Proceedings of the Prehistoric Society, 81, pp 125-148
Non-invasive survey in the Stonehenge ‘Triangle’, Amesbury, Wiltshire, has highlighted a number of features that have a significant bearing on the interpretation of the site. Geophysical anomalies may signal the position of buried stones adding to the possibility of former stone arrangements, while laser scanning has provided detail on the manner in which the stones have been dressed; some subsequently carved with axe and dagger symbols. The probability that a lintelled bluestone trilithon formed an entrance in the north-east is signposted. This work has added detail that allows discussion on the question of whether the sarsen circle was a completed structure, although it is by no means conclusive in this respect. Instead, it is suggested that it was built as a façade, with other parts of the circuit added and with an entrance in the south.
Like Petrie (1880), E. H. Stone (1924, 5, 73) commented that an ‘examination of the stones at Stonehenge would appear to show that the builders were unable to obtain sufficient material of suitable quality and of large enough size to properly fulfil their requirements’, while Atkinson could only conclude that the builders ‘were hard put to find sufficient blocks of the requisite size to complete the circle’ (Atkinson 1979, 38). ........... Implicit in this is that the north-east sector was constructed first and the south-west built almost as an afterthought, or at least added subsequently.
Taken together, there is little evidence to support the notion of a circle completed to a ‘planned norm’. Instead, like many chambered tombs, there appears to have been a conspicuous façade which was given a considerable degree of structural prominence (Tilley 2007, 200–1). Elsewhere there is irregularity and variability, but it is this very uncertainty that may provide insight into the processes involved at the site.
They also say: It may even be that the newly discovered mound within the stone settings (Field et al. 2014) provided a focus for the earliest activity here.
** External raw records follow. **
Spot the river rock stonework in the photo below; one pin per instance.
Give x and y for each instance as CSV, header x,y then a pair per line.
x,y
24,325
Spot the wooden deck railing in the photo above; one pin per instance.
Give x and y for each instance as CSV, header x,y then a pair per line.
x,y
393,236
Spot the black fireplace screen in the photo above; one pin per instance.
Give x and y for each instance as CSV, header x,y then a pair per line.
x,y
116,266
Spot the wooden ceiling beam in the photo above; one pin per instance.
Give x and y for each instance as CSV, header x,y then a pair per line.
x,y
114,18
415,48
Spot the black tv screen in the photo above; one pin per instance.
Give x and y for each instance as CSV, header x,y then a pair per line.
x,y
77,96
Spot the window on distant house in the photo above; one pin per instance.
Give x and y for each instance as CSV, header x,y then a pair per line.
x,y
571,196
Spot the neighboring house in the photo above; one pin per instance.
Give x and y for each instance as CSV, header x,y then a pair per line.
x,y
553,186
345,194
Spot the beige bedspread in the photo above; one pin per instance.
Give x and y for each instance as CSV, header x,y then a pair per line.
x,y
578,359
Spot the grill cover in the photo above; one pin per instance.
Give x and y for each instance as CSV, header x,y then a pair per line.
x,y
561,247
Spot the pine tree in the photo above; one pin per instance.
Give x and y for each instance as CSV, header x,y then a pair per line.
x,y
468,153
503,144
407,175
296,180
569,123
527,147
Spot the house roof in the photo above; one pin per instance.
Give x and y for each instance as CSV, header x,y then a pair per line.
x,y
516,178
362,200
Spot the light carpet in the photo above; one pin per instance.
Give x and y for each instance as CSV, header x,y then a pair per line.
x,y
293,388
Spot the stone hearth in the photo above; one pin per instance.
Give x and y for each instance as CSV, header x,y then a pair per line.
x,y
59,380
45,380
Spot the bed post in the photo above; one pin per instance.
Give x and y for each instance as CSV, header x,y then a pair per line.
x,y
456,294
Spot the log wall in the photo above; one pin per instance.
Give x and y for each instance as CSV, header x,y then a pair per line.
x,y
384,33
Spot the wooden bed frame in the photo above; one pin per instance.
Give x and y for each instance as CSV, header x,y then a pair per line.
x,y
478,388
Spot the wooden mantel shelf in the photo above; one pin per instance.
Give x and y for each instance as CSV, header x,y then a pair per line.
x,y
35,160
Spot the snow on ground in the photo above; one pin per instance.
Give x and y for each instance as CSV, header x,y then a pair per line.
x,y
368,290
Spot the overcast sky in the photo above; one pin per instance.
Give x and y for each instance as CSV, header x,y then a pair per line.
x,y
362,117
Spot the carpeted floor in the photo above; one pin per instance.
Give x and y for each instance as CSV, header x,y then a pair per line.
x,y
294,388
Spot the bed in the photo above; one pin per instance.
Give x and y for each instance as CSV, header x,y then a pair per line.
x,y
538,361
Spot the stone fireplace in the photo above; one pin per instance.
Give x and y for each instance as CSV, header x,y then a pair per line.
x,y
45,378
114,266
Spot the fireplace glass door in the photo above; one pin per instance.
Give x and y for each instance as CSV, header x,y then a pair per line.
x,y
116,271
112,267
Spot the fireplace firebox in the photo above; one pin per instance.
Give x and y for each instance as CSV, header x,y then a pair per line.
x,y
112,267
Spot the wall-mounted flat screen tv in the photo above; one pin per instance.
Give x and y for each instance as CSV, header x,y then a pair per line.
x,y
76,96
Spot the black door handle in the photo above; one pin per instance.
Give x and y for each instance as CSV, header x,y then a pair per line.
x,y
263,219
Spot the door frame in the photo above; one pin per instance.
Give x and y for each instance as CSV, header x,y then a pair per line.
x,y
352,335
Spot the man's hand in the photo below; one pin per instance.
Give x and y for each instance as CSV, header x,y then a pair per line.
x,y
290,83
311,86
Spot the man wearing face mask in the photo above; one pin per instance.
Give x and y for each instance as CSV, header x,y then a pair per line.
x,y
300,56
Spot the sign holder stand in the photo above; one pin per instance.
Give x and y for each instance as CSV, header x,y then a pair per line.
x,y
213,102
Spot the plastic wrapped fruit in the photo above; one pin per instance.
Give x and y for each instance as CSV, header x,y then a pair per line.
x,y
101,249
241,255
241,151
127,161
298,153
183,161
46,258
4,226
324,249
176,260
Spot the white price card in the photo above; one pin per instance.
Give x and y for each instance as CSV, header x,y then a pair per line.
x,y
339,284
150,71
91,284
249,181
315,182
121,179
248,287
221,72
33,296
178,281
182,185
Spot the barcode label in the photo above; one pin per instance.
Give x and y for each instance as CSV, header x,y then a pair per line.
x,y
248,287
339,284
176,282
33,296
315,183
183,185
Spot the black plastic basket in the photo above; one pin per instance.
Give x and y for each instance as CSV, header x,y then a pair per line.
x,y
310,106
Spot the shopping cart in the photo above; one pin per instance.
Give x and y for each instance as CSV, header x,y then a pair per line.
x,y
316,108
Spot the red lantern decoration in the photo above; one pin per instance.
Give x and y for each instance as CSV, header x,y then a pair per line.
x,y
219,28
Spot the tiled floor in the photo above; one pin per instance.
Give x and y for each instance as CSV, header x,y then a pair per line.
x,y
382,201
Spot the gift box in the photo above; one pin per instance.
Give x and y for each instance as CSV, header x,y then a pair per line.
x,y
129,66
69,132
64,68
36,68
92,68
Whether natural or artificial, situated in the south-east quadrant of the stone settings it provides a new research focus and invites investigation into origins, site development, and the search for earlier arrangements – perhaps even single monoliths such as the menhir-like Stone 16 or alignments incorporating the Altar, Slaughter, and Heelstone, as much as the nature of use of the major stone settings.
Ever so gently, they conclude: .........it is acknowledged that some perceptions of the monument have become fixed in the public imagination largely as a result of Atkinson’s extensive media work during the 1950s and 1960s and the countless magazine articles that it spawned.